Estas son algunas de las palabras que suenan de forma genuina en boca de Zoe y que no me gustaría olvidar:

  • Alora = Ahora
  • Xugá = Jugar
  • Fuento = Cuento
  • Pito = Abuelito
  • Pita = Abuelita
  • Canxón = Canción
  • Pichina = Piscina
  • Teto / titita = teta / tetita
  • Mocacone = Macarrones
  • ¿Qué ase? = ¿Qué haces?
  • Coxe = Coche
  • Api = Aúpame / arriba
  • Naxia = Gimnasia
  • Xituna = Aceituna
  • Aió = Adiós
  • = Pez
  • U Bisito = Un besito
  • U abaxo = Un abrazo
  • Ten = Tren
  • Pepi y Bai = Epi y Blas
  • Kekos = Conejos
  • Vevo = Huevo
  • Mamá, cuxa = Mamá, escucha
  • Cacaca = Naranja
  • Seuale = Cereales
  • Depasito = Despacito
  • Mu aandeee = Muy grande
  • Choe = Zoe

Tu voz suena en mi cabeza cuando te recuerdo, hija.
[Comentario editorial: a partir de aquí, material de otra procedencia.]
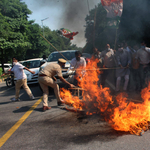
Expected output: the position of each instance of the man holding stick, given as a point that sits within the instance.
(46, 78)
(21, 78)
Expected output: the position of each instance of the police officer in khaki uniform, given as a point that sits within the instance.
(46, 78)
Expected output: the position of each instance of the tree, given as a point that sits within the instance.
(14, 24)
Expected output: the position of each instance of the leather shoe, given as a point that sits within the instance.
(60, 103)
(46, 108)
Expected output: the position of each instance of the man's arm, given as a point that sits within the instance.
(9, 72)
(33, 72)
(147, 49)
(66, 82)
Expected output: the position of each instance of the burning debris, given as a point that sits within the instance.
(120, 112)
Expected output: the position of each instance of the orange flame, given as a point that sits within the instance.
(122, 114)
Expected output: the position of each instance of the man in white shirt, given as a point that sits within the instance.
(108, 56)
(21, 79)
(78, 63)
(143, 55)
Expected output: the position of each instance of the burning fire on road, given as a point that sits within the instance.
(118, 111)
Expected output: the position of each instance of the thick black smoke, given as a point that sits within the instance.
(135, 21)
(73, 16)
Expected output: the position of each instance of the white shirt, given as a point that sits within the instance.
(18, 71)
(76, 64)
(143, 55)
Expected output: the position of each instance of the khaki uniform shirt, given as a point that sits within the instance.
(51, 70)
(143, 55)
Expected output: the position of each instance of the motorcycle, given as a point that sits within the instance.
(10, 80)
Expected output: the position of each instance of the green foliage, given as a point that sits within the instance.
(1, 71)
(21, 38)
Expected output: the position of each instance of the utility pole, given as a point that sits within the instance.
(42, 25)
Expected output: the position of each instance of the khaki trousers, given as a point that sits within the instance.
(45, 82)
(19, 83)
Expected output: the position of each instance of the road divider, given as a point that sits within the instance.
(8, 134)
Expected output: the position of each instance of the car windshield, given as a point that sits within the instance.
(56, 56)
(86, 55)
(31, 64)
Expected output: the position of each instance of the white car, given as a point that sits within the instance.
(7, 66)
(53, 58)
(33, 65)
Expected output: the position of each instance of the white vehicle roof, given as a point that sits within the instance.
(31, 59)
(65, 51)
(6, 64)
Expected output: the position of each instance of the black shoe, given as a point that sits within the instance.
(46, 108)
(60, 103)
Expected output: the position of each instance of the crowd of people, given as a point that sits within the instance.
(125, 62)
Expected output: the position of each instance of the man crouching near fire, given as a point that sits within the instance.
(46, 78)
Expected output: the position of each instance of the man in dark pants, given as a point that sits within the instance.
(108, 56)
(46, 78)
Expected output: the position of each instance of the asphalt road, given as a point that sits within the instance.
(57, 129)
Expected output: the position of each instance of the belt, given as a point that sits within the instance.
(42, 75)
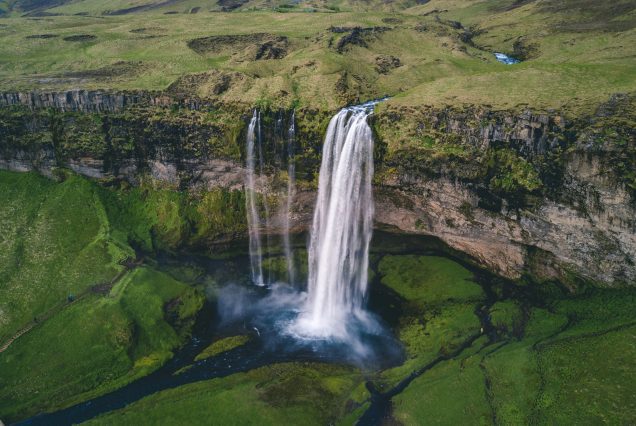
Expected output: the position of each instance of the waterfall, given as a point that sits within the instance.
(291, 190)
(253, 220)
(261, 167)
(342, 227)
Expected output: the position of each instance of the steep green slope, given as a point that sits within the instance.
(96, 344)
(74, 321)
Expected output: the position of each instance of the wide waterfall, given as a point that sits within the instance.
(341, 229)
(253, 219)
(291, 190)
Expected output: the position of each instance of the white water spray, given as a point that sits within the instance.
(341, 229)
(253, 220)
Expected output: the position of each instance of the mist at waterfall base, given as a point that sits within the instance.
(330, 316)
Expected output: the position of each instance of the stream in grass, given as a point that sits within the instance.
(236, 307)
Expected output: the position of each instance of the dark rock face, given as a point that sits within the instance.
(577, 224)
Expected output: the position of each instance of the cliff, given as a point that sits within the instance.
(522, 193)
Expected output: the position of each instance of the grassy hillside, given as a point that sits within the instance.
(575, 55)
(91, 324)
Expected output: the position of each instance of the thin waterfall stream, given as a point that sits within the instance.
(291, 191)
(253, 219)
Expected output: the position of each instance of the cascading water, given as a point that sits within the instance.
(291, 190)
(341, 229)
(253, 220)
(261, 168)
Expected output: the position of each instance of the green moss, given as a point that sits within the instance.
(222, 345)
(56, 240)
(513, 173)
(429, 279)
(95, 345)
(506, 316)
(311, 394)
(450, 393)
(589, 380)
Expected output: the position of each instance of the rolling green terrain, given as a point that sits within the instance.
(87, 307)
(482, 349)
(576, 54)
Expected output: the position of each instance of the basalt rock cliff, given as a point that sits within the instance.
(543, 196)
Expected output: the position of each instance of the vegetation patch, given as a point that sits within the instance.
(222, 345)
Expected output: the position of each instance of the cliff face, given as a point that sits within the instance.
(521, 193)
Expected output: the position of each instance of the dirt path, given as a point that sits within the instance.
(103, 289)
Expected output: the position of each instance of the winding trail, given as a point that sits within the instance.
(102, 288)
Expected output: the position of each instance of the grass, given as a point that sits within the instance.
(570, 364)
(440, 314)
(310, 394)
(42, 262)
(222, 345)
(572, 68)
(429, 280)
(96, 345)
(451, 393)
(61, 239)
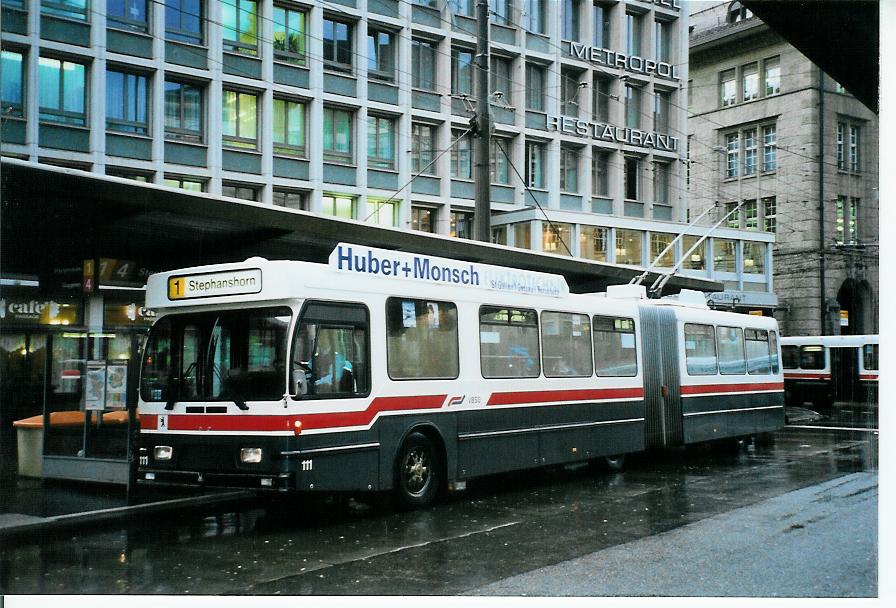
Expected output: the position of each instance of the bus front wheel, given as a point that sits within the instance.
(418, 471)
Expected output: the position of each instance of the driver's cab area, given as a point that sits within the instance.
(331, 352)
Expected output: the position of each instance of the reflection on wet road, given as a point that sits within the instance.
(500, 527)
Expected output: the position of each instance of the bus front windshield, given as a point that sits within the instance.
(232, 355)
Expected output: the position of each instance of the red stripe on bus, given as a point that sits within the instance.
(807, 376)
(697, 389)
(324, 420)
(517, 398)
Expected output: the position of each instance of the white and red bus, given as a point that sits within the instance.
(822, 370)
(385, 370)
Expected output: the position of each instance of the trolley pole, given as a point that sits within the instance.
(481, 143)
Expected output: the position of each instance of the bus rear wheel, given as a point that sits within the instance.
(418, 472)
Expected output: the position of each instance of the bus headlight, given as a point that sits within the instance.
(250, 455)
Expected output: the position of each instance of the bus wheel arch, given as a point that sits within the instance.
(420, 467)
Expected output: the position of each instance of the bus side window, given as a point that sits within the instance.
(330, 351)
(869, 358)
(791, 356)
(812, 357)
(615, 352)
(700, 349)
(757, 351)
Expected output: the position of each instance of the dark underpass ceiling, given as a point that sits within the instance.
(842, 37)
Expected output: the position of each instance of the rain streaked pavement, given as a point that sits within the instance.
(793, 514)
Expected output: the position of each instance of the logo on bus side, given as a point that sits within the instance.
(380, 262)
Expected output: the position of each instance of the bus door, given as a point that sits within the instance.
(662, 386)
(845, 373)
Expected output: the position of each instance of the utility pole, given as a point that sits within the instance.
(481, 144)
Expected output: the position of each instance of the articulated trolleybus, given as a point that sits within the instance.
(385, 370)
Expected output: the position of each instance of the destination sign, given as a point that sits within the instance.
(213, 284)
(417, 267)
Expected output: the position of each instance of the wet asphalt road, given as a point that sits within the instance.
(521, 534)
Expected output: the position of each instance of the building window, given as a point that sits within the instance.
(500, 164)
(247, 193)
(569, 93)
(522, 235)
(183, 111)
(846, 223)
(338, 206)
(533, 16)
(239, 119)
(290, 199)
(461, 156)
(632, 178)
(728, 88)
(380, 142)
(462, 7)
(724, 255)
(628, 247)
(769, 148)
(338, 136)
(423, 64)
(499, 11)
(754, 257)
(290, 34)
(750, 151)
(772, 76)
(127, 15)
(381, 54)
(423, 147)
(501, 78)
(62, 92)
(732, 144)
(751, 215)
(337, 45)
(601, 18)
(696, 254)
(659, 241)
(127, 102)
(184, 183)
(732, 212)
(600, 180)
(770, 214)
(750, 81)
(593, 243)
(239, 26)
(423, 219)
(71, 9)
(462, 224)
(570, 15)
(661, 183)
(12, 85)
(600, 92)
(535, 85)
(555, 237)
(854, 142)
(662, 111)
(569, 169)
(535, 159)
(183, 20)
(382, 213)
(663, 40)
(633, 34)
(289, 127)
(632, 107)
(461, 72)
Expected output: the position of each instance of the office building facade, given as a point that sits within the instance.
(785, 150)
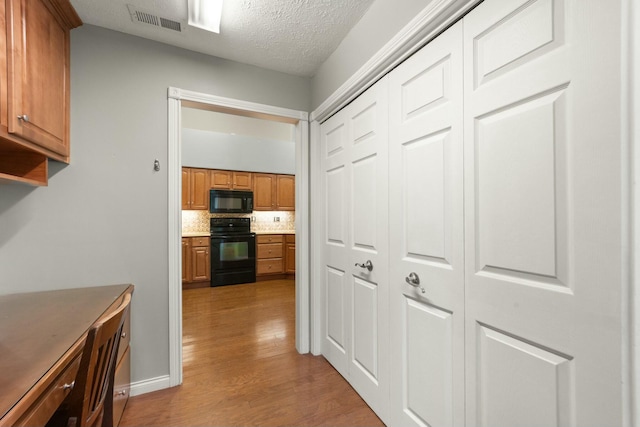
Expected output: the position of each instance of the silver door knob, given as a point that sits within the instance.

Pienso que el tiempo se escurre bajo nuestros pies e intento recoger cada momento que vivo contigo, grabarlo en mi mente… No sólo las imágenes, también los sonidos, las sensaciones de amor infinito cada vez que con tus manitas coges mi cara y la acercas a la tuya para decirme “Te quero muxo, mamá”… creces deprisa, y de esto no me hablaron cuando preguntaba por lo que era ser madre.

Seguro que vuestrxs hijxs también inventan su vocabulario particular. ¿Lo queréis compartir?